La generación de Rudofsky quedó marcada por la experiencia devastadora de los totalitarismos, y por las reacciones ensimismadas de refugio en el ámbito privado. Exactamente su misma edad tenían arquitectos como el nazi Albert Speer o el comunista Juan O'Gorman, autores ambos de una obra militante, pero también otros como el exquisito Carlo Mollino, que dedicó su talento a los clubes de equitación, las estaciones de esquí y los clubes nocturnos, además del erotismo fetichista en el diseño de muebles y la fotografía de voyeur.

Rudofsky supo hallar un camino intermedio, alejado a la vez de los mesianismos regimentados de las utopías políticas y del enclaustramiento en recintos de intimidad o entretenimiento. Su austeridad sensual, que se extendió al diseño de las famosas Bernardo Sandals, combinaba la desnudez escueta de lo vernáculo y lo moderno con una exaltación del confort natural y el hedonismo espontáneo, lindante con la perversión en las cadenitas ocultas que unen rodillas y tobillos dificultando la marcha e incrementando la percepción del cuerpo, una propuesta de juguete sexual que, como subraya su biógrafo Andrea Bocco, antecede la moda sadomasoquista del piercing y las muy similares creaciones contemporáneas de John Galliano.

Para muchos, Rudofsky es únicamente el autor de Arquitectura sin arquitectos, la exposición de fotografías de construcciones autóctonas que tras su inauguración en el Museo de Arte Moderno de Nueva York en 1964 viajó a más de 80 ciudades en los 11 años siguientes, vendiendo más de 100.000 ejemplares de su extraordinario catálogo.

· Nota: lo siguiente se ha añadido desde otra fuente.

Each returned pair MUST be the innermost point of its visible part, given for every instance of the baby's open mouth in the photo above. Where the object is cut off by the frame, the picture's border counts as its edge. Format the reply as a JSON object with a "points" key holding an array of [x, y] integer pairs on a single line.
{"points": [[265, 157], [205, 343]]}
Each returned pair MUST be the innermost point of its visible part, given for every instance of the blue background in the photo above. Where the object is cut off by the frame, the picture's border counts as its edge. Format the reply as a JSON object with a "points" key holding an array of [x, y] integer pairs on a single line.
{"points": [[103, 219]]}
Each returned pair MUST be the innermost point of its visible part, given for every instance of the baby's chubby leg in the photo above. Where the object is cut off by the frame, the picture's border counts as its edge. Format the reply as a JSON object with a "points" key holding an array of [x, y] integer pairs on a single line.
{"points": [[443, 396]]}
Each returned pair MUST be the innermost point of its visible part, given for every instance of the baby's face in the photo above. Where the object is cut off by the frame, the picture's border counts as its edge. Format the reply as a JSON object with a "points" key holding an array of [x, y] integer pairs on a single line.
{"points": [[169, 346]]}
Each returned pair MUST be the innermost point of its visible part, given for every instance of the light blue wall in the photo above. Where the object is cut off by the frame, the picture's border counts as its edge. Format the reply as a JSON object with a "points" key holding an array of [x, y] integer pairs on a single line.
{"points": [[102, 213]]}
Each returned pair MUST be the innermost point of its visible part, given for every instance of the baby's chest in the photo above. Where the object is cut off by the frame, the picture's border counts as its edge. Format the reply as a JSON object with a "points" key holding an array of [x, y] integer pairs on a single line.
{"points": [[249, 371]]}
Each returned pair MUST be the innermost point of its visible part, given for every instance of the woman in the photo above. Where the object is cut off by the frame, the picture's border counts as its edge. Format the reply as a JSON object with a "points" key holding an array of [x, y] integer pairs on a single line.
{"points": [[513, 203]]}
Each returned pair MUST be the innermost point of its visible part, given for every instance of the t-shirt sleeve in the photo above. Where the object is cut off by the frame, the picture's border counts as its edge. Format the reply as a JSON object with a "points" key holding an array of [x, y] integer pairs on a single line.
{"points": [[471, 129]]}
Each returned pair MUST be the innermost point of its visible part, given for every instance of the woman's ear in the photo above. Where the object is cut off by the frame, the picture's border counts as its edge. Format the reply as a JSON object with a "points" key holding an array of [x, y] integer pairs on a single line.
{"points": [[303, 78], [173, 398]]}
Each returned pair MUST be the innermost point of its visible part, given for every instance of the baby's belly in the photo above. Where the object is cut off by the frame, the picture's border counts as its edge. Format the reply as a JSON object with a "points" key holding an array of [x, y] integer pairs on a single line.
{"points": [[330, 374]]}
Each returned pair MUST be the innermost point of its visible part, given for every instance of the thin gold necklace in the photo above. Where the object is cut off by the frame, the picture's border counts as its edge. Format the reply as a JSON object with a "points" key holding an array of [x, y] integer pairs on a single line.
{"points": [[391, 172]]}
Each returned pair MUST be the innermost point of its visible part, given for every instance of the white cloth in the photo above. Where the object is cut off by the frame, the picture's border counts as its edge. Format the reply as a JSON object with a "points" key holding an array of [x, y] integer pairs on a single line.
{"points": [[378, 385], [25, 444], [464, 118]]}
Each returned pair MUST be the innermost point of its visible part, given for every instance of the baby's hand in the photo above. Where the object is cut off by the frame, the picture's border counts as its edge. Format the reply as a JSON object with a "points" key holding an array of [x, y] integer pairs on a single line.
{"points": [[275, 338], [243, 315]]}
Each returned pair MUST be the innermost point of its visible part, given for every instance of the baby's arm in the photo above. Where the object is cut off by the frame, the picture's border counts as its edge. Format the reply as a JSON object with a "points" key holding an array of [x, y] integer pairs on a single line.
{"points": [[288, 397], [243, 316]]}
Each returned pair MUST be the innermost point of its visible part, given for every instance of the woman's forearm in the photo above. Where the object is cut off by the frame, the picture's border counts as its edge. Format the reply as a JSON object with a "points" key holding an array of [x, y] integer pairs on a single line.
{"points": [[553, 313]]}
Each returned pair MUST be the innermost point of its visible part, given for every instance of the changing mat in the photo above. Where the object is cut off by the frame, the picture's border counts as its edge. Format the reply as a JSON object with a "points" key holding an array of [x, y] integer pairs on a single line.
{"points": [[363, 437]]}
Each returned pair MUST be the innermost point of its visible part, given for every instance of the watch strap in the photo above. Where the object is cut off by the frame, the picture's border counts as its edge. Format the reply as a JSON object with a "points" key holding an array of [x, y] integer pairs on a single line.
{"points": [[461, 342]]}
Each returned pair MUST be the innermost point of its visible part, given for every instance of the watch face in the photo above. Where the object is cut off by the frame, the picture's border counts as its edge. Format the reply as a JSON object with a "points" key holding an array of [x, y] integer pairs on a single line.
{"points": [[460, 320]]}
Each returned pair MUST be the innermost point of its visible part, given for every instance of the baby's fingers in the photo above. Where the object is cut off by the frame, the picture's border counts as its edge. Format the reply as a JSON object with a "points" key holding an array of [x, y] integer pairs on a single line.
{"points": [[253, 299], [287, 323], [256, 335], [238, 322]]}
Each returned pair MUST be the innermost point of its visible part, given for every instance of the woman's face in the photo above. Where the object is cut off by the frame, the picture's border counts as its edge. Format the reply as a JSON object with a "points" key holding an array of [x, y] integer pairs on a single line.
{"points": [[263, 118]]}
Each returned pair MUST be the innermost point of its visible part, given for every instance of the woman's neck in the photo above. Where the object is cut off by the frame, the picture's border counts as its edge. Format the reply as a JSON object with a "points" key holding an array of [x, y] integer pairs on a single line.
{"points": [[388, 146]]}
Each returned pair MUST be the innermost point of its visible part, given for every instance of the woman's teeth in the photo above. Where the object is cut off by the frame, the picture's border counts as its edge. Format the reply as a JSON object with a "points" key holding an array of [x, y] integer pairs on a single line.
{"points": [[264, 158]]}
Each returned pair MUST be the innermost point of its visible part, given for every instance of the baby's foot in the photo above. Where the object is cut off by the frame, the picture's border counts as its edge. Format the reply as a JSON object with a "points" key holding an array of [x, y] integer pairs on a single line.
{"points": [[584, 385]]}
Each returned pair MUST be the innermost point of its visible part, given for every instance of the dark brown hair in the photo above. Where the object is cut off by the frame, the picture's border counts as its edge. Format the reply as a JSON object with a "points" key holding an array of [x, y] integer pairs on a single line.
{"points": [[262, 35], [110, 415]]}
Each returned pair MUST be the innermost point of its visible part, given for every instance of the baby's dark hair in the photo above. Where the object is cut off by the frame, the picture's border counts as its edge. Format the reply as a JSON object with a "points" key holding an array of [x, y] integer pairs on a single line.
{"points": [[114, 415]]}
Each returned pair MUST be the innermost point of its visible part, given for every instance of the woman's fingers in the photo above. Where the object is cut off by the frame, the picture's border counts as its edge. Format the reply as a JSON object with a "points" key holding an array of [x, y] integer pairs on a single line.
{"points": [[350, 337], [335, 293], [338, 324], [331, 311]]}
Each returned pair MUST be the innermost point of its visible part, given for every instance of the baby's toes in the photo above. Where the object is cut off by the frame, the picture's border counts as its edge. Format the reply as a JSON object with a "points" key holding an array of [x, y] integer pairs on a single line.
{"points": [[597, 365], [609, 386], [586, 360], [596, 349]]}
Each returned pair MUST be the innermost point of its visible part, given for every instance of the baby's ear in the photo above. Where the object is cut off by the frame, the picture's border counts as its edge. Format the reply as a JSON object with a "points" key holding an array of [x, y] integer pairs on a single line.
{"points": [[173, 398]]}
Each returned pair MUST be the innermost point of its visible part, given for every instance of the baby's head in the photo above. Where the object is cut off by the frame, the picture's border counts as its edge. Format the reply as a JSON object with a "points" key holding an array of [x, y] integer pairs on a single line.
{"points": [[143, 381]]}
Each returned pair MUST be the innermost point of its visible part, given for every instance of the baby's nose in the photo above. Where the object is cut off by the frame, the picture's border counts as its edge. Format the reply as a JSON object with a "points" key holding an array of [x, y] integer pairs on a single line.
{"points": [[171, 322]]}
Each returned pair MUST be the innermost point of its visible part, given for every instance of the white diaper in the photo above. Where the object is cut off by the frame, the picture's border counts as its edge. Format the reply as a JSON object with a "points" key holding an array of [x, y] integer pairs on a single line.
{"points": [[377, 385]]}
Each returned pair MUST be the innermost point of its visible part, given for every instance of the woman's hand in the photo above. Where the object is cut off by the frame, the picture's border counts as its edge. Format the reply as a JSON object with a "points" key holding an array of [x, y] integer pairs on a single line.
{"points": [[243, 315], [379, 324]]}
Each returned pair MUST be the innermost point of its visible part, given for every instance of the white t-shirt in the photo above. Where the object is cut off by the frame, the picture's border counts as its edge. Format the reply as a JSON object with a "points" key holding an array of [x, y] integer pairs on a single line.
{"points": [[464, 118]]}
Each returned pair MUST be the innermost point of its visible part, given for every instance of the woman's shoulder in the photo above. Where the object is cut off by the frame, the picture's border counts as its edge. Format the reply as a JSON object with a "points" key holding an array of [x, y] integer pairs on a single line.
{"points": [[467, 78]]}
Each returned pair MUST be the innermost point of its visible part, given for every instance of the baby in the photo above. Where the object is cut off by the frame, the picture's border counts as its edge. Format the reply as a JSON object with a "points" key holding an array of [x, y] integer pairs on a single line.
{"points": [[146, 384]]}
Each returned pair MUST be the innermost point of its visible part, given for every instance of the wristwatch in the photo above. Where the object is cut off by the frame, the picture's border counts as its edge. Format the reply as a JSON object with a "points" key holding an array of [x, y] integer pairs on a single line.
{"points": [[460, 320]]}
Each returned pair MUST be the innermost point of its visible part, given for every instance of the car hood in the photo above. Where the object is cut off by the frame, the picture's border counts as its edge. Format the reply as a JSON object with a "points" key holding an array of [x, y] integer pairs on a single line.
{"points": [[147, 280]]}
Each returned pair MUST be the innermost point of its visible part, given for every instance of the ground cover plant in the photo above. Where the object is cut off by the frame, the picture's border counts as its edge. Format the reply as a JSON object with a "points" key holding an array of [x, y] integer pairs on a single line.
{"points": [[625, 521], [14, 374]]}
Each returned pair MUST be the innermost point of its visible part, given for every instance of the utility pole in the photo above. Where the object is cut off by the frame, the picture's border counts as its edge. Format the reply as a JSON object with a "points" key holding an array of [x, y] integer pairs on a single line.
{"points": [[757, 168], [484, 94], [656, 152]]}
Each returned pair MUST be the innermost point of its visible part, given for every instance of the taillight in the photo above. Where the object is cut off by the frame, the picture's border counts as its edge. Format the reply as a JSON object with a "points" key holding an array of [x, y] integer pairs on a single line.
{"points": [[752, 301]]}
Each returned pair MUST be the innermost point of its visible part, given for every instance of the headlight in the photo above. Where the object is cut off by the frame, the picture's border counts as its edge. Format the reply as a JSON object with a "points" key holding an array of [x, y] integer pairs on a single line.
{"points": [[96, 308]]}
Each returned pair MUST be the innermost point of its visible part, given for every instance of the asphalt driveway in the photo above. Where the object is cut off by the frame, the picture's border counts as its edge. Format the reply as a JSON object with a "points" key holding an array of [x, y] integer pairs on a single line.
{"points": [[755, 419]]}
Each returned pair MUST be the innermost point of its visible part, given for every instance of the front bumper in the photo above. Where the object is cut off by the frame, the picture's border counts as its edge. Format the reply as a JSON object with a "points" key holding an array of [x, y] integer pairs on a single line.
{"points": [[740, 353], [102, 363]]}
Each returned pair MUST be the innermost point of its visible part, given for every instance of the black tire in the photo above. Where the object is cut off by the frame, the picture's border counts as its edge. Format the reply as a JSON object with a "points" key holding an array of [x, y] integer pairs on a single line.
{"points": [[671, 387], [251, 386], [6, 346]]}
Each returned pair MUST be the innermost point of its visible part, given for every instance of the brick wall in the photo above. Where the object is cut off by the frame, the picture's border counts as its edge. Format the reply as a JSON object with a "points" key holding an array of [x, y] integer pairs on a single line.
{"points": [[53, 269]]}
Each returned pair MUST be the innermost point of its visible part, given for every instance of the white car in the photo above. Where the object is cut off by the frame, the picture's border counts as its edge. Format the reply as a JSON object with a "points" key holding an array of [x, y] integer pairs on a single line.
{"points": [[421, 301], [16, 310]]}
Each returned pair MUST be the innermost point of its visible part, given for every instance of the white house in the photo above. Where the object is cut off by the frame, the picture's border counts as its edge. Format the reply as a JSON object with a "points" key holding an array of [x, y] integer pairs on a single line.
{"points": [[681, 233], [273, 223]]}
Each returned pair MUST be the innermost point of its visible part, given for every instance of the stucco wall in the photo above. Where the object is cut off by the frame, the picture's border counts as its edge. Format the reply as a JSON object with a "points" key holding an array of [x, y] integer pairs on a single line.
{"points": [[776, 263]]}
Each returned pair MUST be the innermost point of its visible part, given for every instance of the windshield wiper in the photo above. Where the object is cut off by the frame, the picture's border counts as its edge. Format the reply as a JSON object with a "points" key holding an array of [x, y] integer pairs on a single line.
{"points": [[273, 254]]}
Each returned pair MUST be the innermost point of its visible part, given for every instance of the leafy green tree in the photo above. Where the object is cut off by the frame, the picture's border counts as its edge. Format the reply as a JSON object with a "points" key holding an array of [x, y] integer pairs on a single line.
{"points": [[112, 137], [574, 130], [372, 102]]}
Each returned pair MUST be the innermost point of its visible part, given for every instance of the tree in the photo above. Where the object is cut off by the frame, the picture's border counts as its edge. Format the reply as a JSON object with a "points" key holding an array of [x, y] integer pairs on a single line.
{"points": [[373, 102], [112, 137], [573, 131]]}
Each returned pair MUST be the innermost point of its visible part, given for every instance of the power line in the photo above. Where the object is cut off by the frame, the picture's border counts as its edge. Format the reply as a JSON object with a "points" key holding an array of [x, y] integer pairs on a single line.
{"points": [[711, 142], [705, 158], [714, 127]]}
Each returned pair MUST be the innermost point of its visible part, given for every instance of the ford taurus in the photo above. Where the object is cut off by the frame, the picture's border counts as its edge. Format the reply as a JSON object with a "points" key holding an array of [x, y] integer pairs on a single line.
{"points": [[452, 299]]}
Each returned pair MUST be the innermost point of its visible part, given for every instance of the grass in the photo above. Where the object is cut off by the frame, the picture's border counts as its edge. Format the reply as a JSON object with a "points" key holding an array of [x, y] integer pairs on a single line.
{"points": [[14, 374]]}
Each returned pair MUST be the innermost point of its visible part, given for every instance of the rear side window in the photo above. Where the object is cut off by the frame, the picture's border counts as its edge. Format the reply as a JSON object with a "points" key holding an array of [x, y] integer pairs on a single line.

Sin embargo, el defensor de la lógica y la belleza de la arquitectura espontánea -que documentó a través de sus innumerables viajes y largos periodos de residencia en diferentes países- fue también constructor de casas admirablemente habitables, diseñador de indumentaria ad lib y reformador de los usos domésticos, amén de muy dotado fotógrafo y dibujante.

Quizás, ante todo, Bernard Rudofsky fue un filósofo moral, proponente persuasivo de un sibaritismo espartano que puede todavía inspirarnos, singularmente en estos días de verano que invitan al retorno hacia los placeres primeros. En un mundo de recursos menguantes y calor creciente, disfrutar de lo sencillo puede llegar a ser más una necesidad que una elección.

Luis Fernández-Galiano es arquitecto.